Container ships make record losses on Asia-to-Europe route

Shipping lines are losing a record $141 for each container they haul to Europe from Asia, the world’s second-largest trade route for the boxes, as slowing economies dent demand, ACM/GFI said, Manila Bulletin reports.
Companies are losing money even at a freight rate of $649 a container because of a fuel surcharge of $790 for each box, Mels Boer and Cherry Wang, container-derivatives brokers at ACM/GFI, said in a report e-mailed Oct. 28. Losses were at the highest level last week since a tally of rates began in March 2009, Wang said.
“Current rates on the route Asia to Europe are way lower than the lows seen in 2009,” said ACM/GFI, a joint venture between London-based ACM Shipping Plc and GFI Group Inc., located in New York. Shipping companies were losing $41 for each 20-foot box in June that year, according to the report.

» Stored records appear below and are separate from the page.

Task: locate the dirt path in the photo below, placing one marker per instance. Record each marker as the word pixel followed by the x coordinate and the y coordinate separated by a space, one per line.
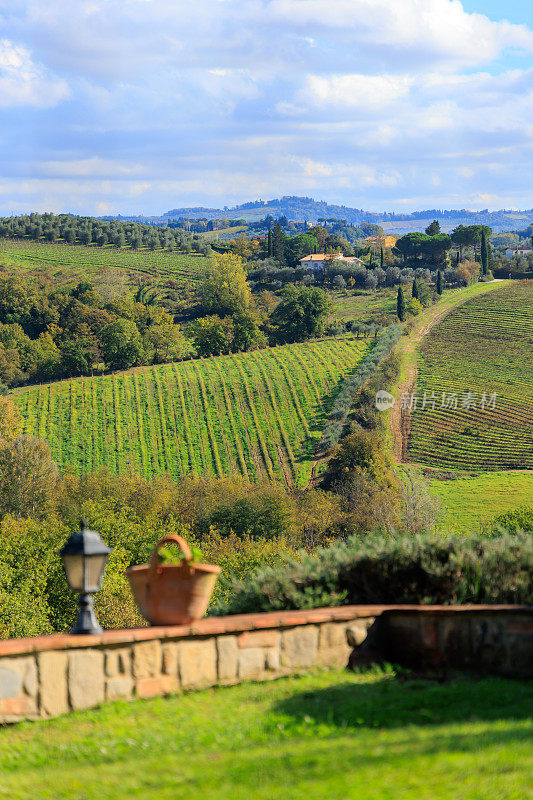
pixel 400 418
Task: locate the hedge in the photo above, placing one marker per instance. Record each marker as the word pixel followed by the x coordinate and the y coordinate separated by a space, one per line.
pixel 402 569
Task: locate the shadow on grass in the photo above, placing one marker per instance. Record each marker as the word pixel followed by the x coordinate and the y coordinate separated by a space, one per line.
pixel 392 702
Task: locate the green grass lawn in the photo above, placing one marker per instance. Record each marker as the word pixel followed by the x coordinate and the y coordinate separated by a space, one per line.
pixel 325 736
pixel 467 503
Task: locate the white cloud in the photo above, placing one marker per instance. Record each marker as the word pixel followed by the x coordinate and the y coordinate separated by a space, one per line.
pixel 362 91
pixel 89 168
pixel 440 28
pixel 24 83
pixel 367 102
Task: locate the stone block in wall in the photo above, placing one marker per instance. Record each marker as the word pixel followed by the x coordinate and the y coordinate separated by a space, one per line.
pixel 272 659
pixel 53 683
pixel 118 662
pixel 299 646
pixel 16 675
pixel 147 659
pixel 10 681
pixel 227 652
pixel 119 688
pixel 266 638
pixel 156 686
pixel 86 683
pixel 252 661
pixel 197 663
pixel 18 688
pixel 357 632
pixel 169 652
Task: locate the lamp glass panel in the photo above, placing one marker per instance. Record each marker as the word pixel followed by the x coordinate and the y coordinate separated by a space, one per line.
pixel 74 571
pixel 95 569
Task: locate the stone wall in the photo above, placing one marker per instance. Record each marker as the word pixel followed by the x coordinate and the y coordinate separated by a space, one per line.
pixel 46 676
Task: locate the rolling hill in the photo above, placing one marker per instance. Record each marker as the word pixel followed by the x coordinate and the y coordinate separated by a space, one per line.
pixel 480 357
pixel 257 414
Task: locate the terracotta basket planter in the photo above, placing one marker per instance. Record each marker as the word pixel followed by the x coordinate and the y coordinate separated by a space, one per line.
pixel 172 594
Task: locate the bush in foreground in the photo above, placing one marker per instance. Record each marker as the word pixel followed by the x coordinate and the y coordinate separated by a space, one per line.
pixel 405 569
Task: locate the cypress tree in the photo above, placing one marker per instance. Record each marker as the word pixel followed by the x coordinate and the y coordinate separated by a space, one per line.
pixel 484 253
pixel 278 244
pixel 400 304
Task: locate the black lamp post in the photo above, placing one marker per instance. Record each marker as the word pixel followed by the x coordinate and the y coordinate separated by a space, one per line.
pixel 84 558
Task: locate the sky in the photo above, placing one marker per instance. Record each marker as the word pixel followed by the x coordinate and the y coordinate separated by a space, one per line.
pixel 140 106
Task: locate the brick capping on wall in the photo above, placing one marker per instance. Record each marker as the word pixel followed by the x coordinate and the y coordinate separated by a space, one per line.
pixel 45 676
pixel 209 626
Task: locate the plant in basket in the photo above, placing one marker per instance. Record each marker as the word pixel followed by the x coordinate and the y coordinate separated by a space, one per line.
pixel 175 587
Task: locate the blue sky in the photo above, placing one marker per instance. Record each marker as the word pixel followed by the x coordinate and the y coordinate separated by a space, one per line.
pixel 138 106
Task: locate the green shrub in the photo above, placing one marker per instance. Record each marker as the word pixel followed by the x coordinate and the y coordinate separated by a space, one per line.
pixel 403 569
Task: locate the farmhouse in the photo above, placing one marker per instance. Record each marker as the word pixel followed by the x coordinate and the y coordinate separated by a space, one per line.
pixel 524 250
pixel 320 260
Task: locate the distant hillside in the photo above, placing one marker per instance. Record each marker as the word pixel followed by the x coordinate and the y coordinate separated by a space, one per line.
pixel 300 209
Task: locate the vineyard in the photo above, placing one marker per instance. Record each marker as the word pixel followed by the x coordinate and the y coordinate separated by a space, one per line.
pixel 65 264
pixel 257 414
pixel 480 357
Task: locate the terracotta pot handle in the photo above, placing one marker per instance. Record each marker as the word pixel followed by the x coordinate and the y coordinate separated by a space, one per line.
pixel 171 537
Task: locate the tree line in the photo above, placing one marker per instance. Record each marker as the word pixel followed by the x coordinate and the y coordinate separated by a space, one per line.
pixel 90 231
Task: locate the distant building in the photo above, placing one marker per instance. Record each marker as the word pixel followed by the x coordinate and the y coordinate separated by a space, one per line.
pixel 381 241
pixel 525 250
pixel 319 260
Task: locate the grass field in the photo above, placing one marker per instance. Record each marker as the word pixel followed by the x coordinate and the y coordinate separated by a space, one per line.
pixel 257 414
pixel 468 503
pixel 481 347
pixel 363 307
pixel 325 736
pixel 65 265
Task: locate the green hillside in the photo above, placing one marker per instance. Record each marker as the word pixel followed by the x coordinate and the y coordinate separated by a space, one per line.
pixel 65 264
pixel 481 348
pixel 257 414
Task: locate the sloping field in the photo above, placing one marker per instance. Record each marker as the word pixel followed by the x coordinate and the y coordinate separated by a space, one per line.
pixel 482 355
pixel 66 264
pixel 257 414
pixel 468 503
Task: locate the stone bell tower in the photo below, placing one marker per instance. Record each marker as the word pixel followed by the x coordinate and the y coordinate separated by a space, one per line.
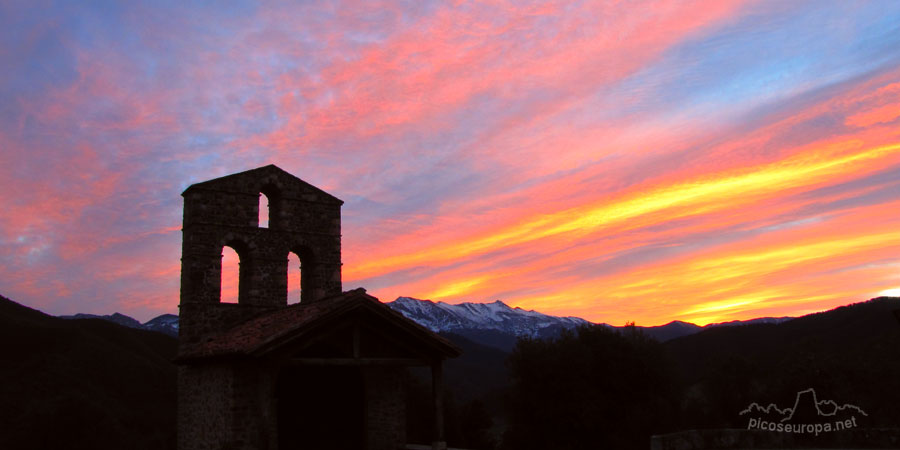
pixel 225 212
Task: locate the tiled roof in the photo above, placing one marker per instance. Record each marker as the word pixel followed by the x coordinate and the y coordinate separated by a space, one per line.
pixel 263 333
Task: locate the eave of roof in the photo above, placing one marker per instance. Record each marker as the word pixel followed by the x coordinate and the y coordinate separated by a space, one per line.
pixel 267 333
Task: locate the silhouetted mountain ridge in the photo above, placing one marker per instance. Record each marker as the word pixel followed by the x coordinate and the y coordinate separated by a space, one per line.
pixel 83 383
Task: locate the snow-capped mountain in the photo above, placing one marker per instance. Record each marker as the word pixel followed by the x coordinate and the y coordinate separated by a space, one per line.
pixel 496 316
pixel 166 323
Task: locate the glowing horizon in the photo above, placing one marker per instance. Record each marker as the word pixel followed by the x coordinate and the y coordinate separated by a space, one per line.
pixel 711 161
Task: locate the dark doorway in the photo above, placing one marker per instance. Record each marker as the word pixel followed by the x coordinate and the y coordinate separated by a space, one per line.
pixel 321 408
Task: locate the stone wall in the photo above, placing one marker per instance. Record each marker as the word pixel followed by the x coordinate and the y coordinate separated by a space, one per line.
pixel 385 407
pixel 225 212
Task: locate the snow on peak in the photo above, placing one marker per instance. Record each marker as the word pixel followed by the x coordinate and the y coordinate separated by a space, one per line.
pixel 497 315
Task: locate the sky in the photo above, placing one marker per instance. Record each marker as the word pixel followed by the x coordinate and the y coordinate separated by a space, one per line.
pixel 619 161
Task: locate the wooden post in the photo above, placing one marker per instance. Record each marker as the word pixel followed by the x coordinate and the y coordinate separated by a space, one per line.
pixel 437 390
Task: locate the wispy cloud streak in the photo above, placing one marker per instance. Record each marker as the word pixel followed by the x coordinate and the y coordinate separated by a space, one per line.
pixel 694 160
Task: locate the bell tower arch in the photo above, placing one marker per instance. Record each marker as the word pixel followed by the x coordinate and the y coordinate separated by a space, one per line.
pixel 225 212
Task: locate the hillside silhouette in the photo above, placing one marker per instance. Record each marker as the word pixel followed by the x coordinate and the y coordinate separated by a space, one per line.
pixel 83 384
pixel 850 354
pixel 89 383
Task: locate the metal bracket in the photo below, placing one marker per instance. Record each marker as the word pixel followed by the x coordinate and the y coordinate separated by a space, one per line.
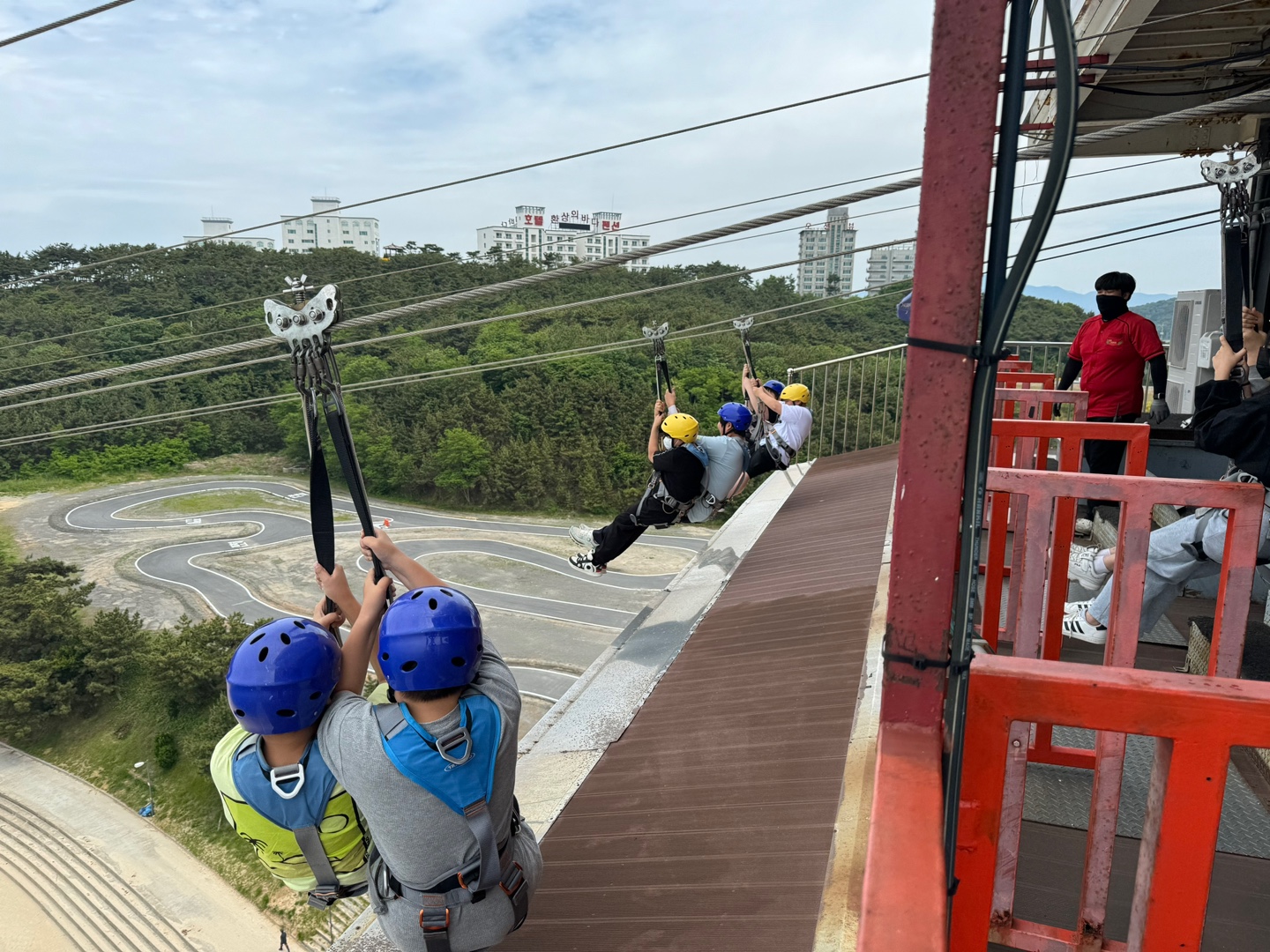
pixel 306 324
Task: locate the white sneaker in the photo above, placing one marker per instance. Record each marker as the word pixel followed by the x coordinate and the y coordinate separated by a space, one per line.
pixel 1086 568
pixel 1076 626
pixel 583 536
pixel 583 562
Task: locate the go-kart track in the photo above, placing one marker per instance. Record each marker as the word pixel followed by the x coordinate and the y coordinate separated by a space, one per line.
pixel 587 600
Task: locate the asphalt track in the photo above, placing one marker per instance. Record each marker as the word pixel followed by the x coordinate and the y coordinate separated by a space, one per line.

Weakening economies are cutting demand for goods shipped in containers as fuel prices rise and an expanding fleet depresses freight rates to levels last seen in 2009, Nomura Equity Research analysts including Andrew Lee said in an Oct. 24 report. Neptune Orient Lines Ltd., Asia’s third-biggest container line, reported a third straight quarterly loss Thursday.
ACM/GFI got its freight cost from a weekly index produced by the Shanghai Shipping Exchange for the rate to northwest Europe from Shanghai that includes fuel and all other surcharges. For the fuel surcharge, it cited a formula for shipping a container to Rotterdam from China used by Maersk Line, the largest operator on the route.
Freight rates for Shanghai-to-northwest Europe shipments fell 4.1 percent in the week ended Oct. 28, the eighth drop in nine, the Shanghai exchange’s index shows. Rates reached a record high of $2,165 in March 2010, according to Boer. The cost to haul a 40-foot container to the U.S. from Asia gained $8 to $1,494, ACM/GFI said, citing the exchange.
Higher prices mean fuel now accounts for between 50 percent and 70 percent of container lines’ costs, compared with 30 percent in 2008-09, Wang said.
Container trade contracted for the first time in its 50- year history in 2009 as shipments to the U.S. and Europe from Asia, the world’s two largest trade lanes for the boxes, plunged 21 percent by volume before rebounding in 2010, according to Clarkson Research Services Ltd., a unit of the world’s biggest shipbroker.